Full time residents say they feel like they’ve been subjected to a real ‘whoop-ass’ by the time the President’s retinue finally departs leaving the pristine island looking like the remnant of an OWS gang bang and ‘choom’ government sponsored rally for the middle class.

To celebrate his return MA governor Deval Patrick, fellow Harvard alum, passed a new budget including a 4% gas hike, $2 a pack cigarette tax and continued to overlook the widening scandal over EBT abuse costing taxpayers over $100M in fraudulent payouts to dead folks, as well as those getting direct deposits to their accounts in the Virgin Islands, Las Vegas, and Dubai.

Sitting 5 miles off shore from idyllic Mashpee, Massachusetts, summer satellite office of world news icon Middle Finger News Service,  beach chairs and umbrellas are springing up to claim vantage points to view Marine One flying the first tribe to ‘the Vineyard’ accompanied by the Blue Angels, and a fleet of LSTs to move the convoy of armored Escalades and the President’s custom “Hope & Change’ Mobile, the one with the bullet and rocket proof glass roof and tinted windows so everyone can see poithat this president remains the most transparently clueless President ever.

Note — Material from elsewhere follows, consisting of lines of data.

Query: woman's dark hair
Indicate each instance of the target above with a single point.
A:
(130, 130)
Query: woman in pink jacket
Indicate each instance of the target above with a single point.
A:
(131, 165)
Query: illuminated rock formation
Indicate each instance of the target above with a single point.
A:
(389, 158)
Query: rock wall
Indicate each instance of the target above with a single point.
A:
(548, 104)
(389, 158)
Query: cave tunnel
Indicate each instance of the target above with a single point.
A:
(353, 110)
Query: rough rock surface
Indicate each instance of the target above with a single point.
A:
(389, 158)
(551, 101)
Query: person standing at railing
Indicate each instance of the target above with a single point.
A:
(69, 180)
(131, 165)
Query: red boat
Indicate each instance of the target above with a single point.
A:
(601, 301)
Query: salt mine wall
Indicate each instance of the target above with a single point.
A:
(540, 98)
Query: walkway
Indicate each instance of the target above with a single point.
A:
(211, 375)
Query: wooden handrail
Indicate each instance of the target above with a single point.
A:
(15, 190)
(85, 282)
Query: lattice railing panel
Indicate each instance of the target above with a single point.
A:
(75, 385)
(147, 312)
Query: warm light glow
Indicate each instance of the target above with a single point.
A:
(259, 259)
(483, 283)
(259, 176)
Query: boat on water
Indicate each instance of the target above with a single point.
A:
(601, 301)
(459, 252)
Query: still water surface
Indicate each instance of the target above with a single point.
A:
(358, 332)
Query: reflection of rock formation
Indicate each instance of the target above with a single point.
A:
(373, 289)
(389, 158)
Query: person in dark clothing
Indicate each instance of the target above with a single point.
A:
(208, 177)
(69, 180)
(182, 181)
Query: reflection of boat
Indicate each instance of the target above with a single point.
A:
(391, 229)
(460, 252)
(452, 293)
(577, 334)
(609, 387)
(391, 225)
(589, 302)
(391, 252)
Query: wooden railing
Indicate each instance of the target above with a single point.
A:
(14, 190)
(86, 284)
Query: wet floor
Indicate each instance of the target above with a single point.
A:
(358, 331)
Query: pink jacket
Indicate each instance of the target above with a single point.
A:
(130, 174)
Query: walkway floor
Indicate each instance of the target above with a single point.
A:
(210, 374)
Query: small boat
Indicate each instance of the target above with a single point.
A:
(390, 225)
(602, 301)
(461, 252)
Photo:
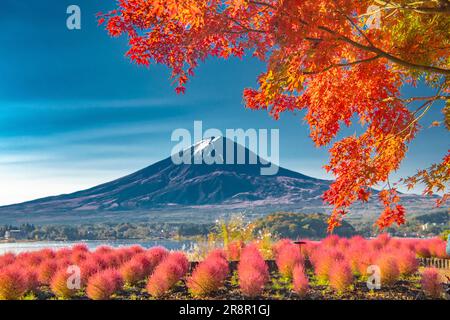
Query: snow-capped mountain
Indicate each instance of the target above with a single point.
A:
(167, 186)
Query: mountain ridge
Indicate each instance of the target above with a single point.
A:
(165, 186)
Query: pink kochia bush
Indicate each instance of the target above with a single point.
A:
(388, 268)
(407, 263)
(287, 257)
(167, 274)
(46, 271)
(323, 261)
(102, 285)
(341, 276)
(300, 281)
(431, 283)
(209, 275)
(60, 285)
(252, 271)
(142, 264)
(13, 283)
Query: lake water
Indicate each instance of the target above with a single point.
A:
(17, 247)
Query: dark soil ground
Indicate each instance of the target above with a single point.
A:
(277, 289)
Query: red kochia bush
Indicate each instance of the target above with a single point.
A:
(7, 259)
(13, 284)
(300, 281)
(323, 260)
(46, 271)
(209, 275)
(103, 284)
(431, 283)
(87, 269)
(31, 278)
(388, 268)
(167, 274)
(341, 276)
(407, 263)
(136, 269)
(60, 286)
(287, 257)
(252, 271)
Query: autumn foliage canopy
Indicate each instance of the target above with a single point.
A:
(340, 61)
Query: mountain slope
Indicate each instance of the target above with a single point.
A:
(167, 184)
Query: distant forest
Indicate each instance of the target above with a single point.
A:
(282, 224)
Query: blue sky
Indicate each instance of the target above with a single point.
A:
(74, 112)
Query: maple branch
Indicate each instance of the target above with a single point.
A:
(246, 29)
(261, 3)
(442, 8)
(337, 65)
(386, 55)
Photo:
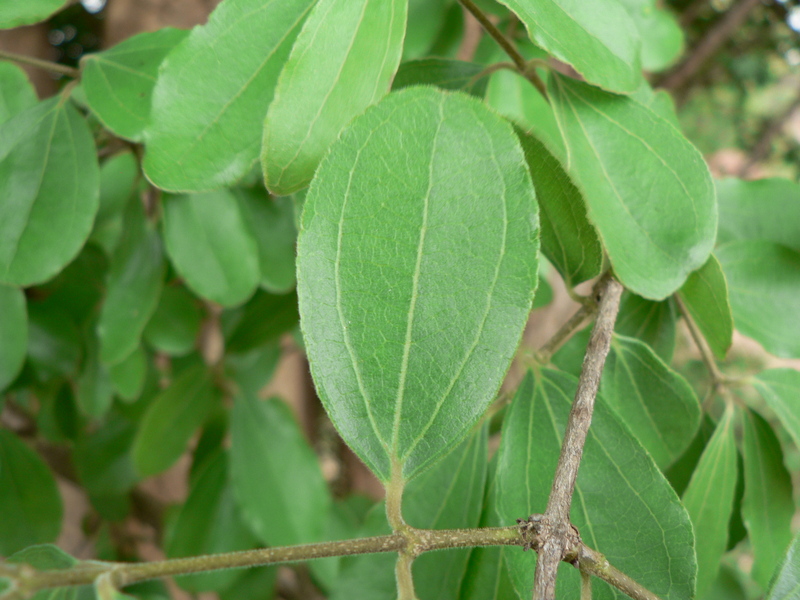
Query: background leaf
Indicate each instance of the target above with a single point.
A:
(765, 293)
(456, 199)
(118, 82)
(655, 545)
(211, 245)
(599, 39)
(30, 502)
(647, 189)
(49, 180)
(709, 500)
(343, 61)
(202, 137)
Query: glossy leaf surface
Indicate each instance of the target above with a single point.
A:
(568, 240)
(655, 544)
(343, 61)
(118, 82)
(648, 190)
(16, 91)
(598, 39)
(49, 181)
(709, 500)
(211, 245)
(171, 419)
(30, 504)
(768, 506)
(447, 250)
(780, 388)
(202, 137)
(764, 209)
(275, 472)
(764, 292)
(655, 402)
(13, 332)
(135, 279)
(705, 294)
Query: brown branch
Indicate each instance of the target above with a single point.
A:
(557, 535)
(708, 46)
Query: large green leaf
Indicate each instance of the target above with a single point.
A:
(767, 507)
(568, 239)
(648, 190)
(171, 419)
(29, 503)
(597, 38)
(13, 332)
(208, 523)
(118, 82)
(343, 61)
(447, 254)
(272, 223)
(49, 182)
(275, 473)
(203, 136)
(622, 505)
(211, 245)
(14, 14)
(135, 279)
(449, 495)
(705, 294)
(764, 209)
(709, 500)
(16, 91)
(780, 388)
(786, 584)
(764, 289)
(655, 402)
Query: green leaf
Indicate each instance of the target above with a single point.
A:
(118, 82)
(448, 249)
(709, 500)
(568, 239)
(655, 402)
(767, 507)
(272, 223)
(651, 322)
(659, 31)
(449, 495)
(13, 332)
(30, 502)
(211, 245)
(14, 14)
(787, 579)
(598, 39)
(658, 227)
(202, 137)
(764, 209)
(16, 91)
(275, 473)
(445, 73)
(343, 61)
(780, 388)
(171, 419)
(135, 279)
(654, 546)
(49, 180)
(209, 523)
(705, 294)
(175, 324)
(764, 293)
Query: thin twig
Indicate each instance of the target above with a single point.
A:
(41, 64)
(557, 534)
(522, 65)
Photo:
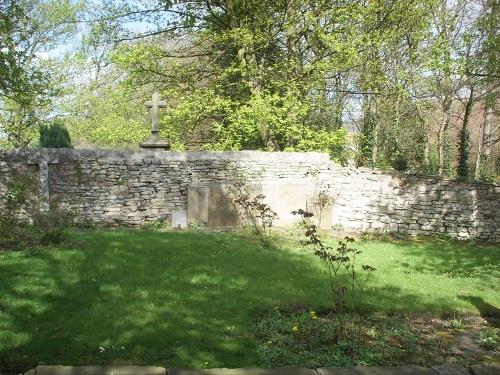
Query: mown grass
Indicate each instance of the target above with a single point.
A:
(189, 299)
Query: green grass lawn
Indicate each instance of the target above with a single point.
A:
(189, 299)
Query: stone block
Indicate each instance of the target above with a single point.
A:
(450, 369)
(485, 369)
(244, 371)
(361, 370)
(97, 370)
(179, 219)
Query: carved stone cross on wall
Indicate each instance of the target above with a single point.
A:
(43, 159)
(155, 141)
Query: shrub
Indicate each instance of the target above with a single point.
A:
(55, 135)
(341, 262)
(255, 210)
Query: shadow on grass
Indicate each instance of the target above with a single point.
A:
(170, 299)
(454, 259)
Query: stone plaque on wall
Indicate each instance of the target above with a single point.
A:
(212, 206)
(179, 219)
(198, 205)
(222, 211)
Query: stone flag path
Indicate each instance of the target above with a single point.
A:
(452, 369)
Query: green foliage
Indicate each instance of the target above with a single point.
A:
(345, 281)
(110, 115)
(30, 81)
(276, 123)
(52, 227)
(255, 211)
(106, 270)
(490, 338)
(300, 337)
(55, 135)
(463, 154)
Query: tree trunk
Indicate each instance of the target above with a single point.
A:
(443, 130)
(464, 140)
(375, 136)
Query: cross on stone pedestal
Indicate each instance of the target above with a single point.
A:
(43, 159)
(155, 141)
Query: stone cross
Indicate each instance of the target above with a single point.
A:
(154, 141)
(43, 159)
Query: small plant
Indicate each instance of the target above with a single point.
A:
(342, 267)
(456, 324)
(338, 227)
(490, 339)
(256, 211)
(156, 225)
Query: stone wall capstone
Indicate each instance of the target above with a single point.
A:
(132, 188)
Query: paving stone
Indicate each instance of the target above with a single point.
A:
(361, 370)
(485, 369)
(244, 371)
(451, 369)
(97, 370)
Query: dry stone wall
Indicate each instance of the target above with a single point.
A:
(133, 188)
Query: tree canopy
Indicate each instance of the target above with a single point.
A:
(408, 85)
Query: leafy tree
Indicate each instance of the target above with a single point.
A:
(28, 80)
(55, 135)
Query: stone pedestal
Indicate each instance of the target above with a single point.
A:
(155, 142)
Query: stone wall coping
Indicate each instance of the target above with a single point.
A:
(73, 154)
(446, 369)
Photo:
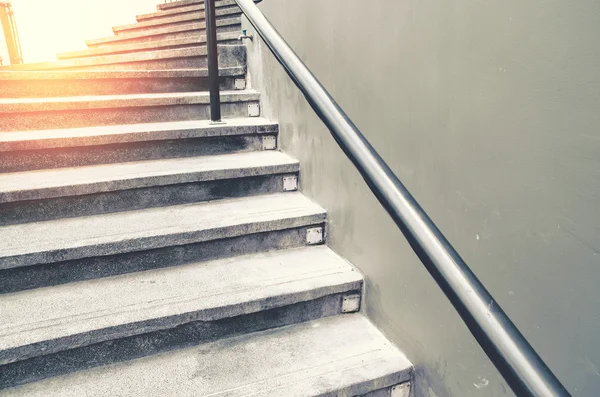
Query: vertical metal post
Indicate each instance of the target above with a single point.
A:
(213, 60)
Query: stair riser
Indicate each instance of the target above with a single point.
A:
(76, 87)
(150, 36)
(126, 115)
(135, 198)
(178, 20)
(185, 335)
(119, 153)
(159, 241)
(176, 10)
(38, 276)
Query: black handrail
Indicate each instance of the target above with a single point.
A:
(516, 360)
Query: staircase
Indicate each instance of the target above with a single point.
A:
(145, 251)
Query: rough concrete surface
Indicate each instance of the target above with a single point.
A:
(488, 113)
(341, 355)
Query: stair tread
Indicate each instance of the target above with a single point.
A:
(193, 7)
(156, 44)
(8, 75)
(121, 306)
(115, 59)
(61, 182)
(74, 238)
(308, 359)
(163, 30)
(69, 137)
(15, 105)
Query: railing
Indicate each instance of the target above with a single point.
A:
(11, 35)
(516, 360)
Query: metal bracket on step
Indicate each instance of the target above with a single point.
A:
(401, 390)
(314, 235)
(239, 84)
(253, 110)
(351, 303)
(290, 183)
(269, 142)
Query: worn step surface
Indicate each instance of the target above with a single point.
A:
(68, 239)
(196, 29)
(46, 321)
(35, 196)
(20, 114)
(174, 20)
(185, 3)
(192, 41)
(182, 10)
(334, 356)
(178, 58)
(73, 147)
(18, 84)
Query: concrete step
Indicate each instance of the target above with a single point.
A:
(195, 29)
(335, 356)
(25, 114)
(178, 58)
(33, 84)
(59, 324)
(73, 147)
(185, 3)
(192, 41)
(35, 196)
(108, 234)
(175, 20)
(182, 10)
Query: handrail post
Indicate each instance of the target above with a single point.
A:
(213, 60)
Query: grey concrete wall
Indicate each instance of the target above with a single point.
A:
(490, 114)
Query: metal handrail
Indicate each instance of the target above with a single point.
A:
(516, 360)
(11, 35)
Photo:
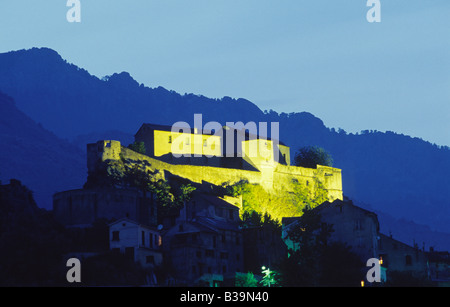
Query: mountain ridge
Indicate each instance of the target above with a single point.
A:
(400, 175)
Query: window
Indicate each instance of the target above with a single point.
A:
(408, 260)
(115, 236)
(150, 259)
(129, 252)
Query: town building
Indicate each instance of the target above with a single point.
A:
(400, 257)
(205, 246)
(82, 207)
(141, 243)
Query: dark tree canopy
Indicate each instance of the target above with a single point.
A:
(311, 156)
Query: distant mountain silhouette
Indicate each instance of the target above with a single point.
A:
(37, 157)
(404, 177)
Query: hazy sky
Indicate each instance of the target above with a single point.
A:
(319, 56)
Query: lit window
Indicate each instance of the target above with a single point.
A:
(115, 236)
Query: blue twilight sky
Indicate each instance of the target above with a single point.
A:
(319, 56)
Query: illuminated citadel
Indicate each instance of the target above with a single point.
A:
(272, 174)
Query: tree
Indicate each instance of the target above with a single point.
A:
(318, 262)
(247, 280)
(138, 147)
(311, 156)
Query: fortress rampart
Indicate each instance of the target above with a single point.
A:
(273, 178)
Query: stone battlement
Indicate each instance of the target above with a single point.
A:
(276, 177)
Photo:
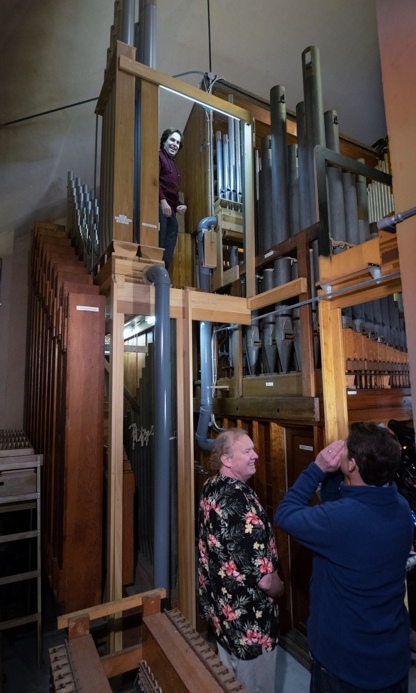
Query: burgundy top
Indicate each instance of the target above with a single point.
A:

Part of the Obama entourage at
Martha’s Vineyard will be
perennial presidential candidate
Hillary Clinton debuting a
new, hipper look in one of
daughter Chelsea’s swimsuits.
The island sports a 4% african-american demographic except when Obama attracts Spike Lee and his collection of NBA super stars causing Obama’s next door neighbor Ted Danson to reprise his Whoopee Goldberg black-face makeup as he acts as the neighborhood welcome center community organizer.

The Secret Service is on full alert, for not only does Massachusetts not have a ‘stand your ground ‘ law, but hordes of groupies descend on the compound and watering holes where the protectors of the president hang out, turning it into a ‘free sex” zone insuring there will be no scandal over an unpaid or disputed entertainment charge. Said the pharmacist at the local apothecary, “there’s usually a run on Viagra by the 4th day of the trip with the boys saying the Vineyard is ‘harder duty then even keeping an eye out for Hillary during the Clinton years!”

No word yet on what Obama will be paying (LOL) for his ocean side retreat, but the spread where he spent the last three vacations recently sold for over $30M not including the cost of dismantling the presidential hoops court, driving range, and putting green and digging up Michelle’s arugula garden and replanting thousands of Hydrangea plants uprooted because she really didn’t like the color or the taste.

All of the special people who gather to be with the President for his ‘vacation’ have similar thoughts on immigration: “We really should do something to curtail all these folks coming over from Hyannis for the day and bringing all those snotty little kids and those messy pampers with them’ said Muffy Steinberg as she handpicked over a pile of jumbo shrimp, oysters and fresh sword fish at the local sea food market, ‘I mean, how can they afford to live like us?”